Dans sa symbolique aussi, l’inauguration de Salon ressemble au Panthéon : rite funéraire et républicain très marqué  ; veillée et présence du gouvernement, même si le Président de la République est absent.

Dans sa thématique et son sens: hommage des résistants, de la Nation tout entière à son héros; liens constants entre Jean Moulin et de Gaulle, assurés par la tonalité des discours, par la présence de Jacques Chaban-Delmas - aux côtés de de Gaulle pendant la guerre - et de nombreux Compagnons de la Libération; par le choix, à plusieurs reprises, de l’indicatif de Radio-Londres et par l’acte commémoré, le parachutage de Jean Moulin, qui fait de lui le Délégué de de Gaulle, missionné par lui pour rassembler les mouvements de Résistance…

Et enfin, bien entendu dans une moindre mesure, par le retentissement de cette cérémonie et sa contribution au souvenir de Jean Moulin: passage d’une heure en direct à la télévision, et inauguration de nombreux lieux du souvenir après ces journées.

Incontestablement, malgré l’incertitude politique du moment, le départ du général de Gaulle et le report nécessaire de la cérémonie, ces journées sont un temps fort dans la construction de la mémoire de Jean Moulin après 1964.

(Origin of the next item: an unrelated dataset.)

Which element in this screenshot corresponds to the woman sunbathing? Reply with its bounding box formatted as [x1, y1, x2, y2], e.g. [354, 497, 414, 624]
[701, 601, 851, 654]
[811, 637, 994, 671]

[23] Discours d’Henri Duvillard, le 21 avril 1968. Archives de Bernard Bermond, archives privées, Salon.

[24] Lettre de Xavier de La Chevalerie à Bernard Bermond, le 15 avril 1969. Archives Bernard Bermond, archives privées, Salon. Sur cette plaquette, en première de couverture on trouve la photographie de Moulin prise avant guerre par Marcel Bernard, puis un mot de Georges Pompidou, nouveau président de la République, une citation de de Gaulle, des textes de Jacques Chaban-Delmas, de Henri Duvillard et de Laure Moulin.

[25] Lettre de Bernard Bermond à Georges Pompidou, du 2 juillet 1969. Archives Bernard Bermond, archives privées, Salon.

[26] Courrier du 31 juillet 1969 en réponse à une invitation de Bernard Bermond. On se souvient que pour des raisons identiques, de Gaulle avait refusé de participer à la journée de commémoration d’octobre 1946 à Béziers.

[27] Lettre à Bernard Bermond du ministre qui était ce jour là à Rome en déplacement, et qui lui écrit: « Je tiens à vous féliciter et à vous remercier de l’hommage mérité que vous avez rendu à Jean Moulin. » Octobre 1969, archives Bernard Bermond, archives privées, Salon.

[28] Lettre adressée à Bernard Bermond, début octobre 1969, archives Bernard Bermond, archives privées, Salon.

[29] Lettre à Bernard Bermond, 29 septembre 1969, département des Bouches-du-Rhône : «… caractère exceptionnel de « grandeur » que les cérémonies ont revêtu…». Archives Bernard Bermond, archives privées, Salon.

[30] Lettre à Bernard Bermond, début novembre 1969. Archives Bernard Bermond, archives privées, Salon.

[31] Le Régional des Bouches- du-Rhône, 3 octobre 1969. Ces informations sont recoupées par d’autres journaux, Le Méridional, La France du 29 septembre, Le Provençal du 29 septembre. Et l’opuscule « Dialogues… », du ministère des Anciens Combattants, du 8 janvier 1970. Fonds Bernard Bermond, archives privées, Salon.